The drought in California weighs heavily on my mind these days, (one of among many). It is staggering to comprehend that this is a state that for over 14,000 years was forest gardened and fire-stick farmed by hunter-gatherers to such abundance that it allowed for the highest population density in North America at the time. (Anderson, M. Kat (2006). Tending the Wild: Native American Knowledge And the Management of California’s Natural Resources.) In less than 500 years ‘civilised’ humans have managed to drain it nearly dry.
My heart gets heavy and so darn sad when I think about things like this and the only thing I want to do in the face of it all, is find ways to live in the world that might lead to a more balanced, co-creative, regenerative, closed-loop relationship with my habitat. (Lofty ideal I know, but the heart wants what the heart wants.)
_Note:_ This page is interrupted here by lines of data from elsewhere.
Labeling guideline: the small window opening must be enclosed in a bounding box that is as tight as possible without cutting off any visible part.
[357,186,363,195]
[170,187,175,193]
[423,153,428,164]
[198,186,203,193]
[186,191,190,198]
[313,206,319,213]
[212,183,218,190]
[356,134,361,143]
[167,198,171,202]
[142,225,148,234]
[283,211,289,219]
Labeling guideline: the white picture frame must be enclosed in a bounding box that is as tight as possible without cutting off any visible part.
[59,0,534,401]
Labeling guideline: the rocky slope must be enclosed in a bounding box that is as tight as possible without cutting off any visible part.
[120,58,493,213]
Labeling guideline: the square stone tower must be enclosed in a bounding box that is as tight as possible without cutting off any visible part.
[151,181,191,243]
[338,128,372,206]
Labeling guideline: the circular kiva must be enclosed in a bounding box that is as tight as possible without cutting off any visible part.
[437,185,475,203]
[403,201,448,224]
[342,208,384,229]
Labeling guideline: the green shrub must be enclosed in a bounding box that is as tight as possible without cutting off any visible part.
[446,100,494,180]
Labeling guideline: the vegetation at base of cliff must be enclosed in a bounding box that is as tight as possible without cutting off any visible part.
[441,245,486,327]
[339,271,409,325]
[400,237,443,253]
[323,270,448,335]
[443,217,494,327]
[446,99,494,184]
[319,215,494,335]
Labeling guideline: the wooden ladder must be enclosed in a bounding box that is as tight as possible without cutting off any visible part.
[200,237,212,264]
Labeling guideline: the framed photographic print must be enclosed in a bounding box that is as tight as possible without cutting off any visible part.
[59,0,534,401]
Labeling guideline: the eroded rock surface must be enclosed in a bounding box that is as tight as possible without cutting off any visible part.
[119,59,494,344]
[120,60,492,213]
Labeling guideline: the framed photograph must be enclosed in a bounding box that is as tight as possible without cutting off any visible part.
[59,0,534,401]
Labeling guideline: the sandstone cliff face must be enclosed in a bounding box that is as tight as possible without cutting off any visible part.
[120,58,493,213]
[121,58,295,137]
And now I know why something like coppicing makes me so happy and why I feel so compelled to forest garden, wield a scythe, wildcraft, compost, work with plants and share what knowledge I can. It makes sense, down to my very marrow, to maintain these ancient practices into the future. It feels right and sane and essential to engage in work that can meet basic needs, while at the same time manage and sustain a thriving, diverse ecosystem for hundreds if not thousands of years, without exploiting or violating the rights of others. It fills me with hope. (Plus there’s the added bonus of actually getting to live out my childhood pioneer girl fantasies, straight out of a Willa Cather novel. I’m living the dream!) (And goodness please don’t think that I don’t value other types of work and pursuits. There are many important, necessary, noble professions out there, as well as many dedicated people in jobs they may/or may not love, but contribute so much in other areas of their lives. Most of us do the best we can to the capacity we are able. This just happens to be my story. It’s the only one I know.)
So, I don’t have plans to do anything special or different on Earth Day, but I know that my hands will be busy with some kind of ancient future work.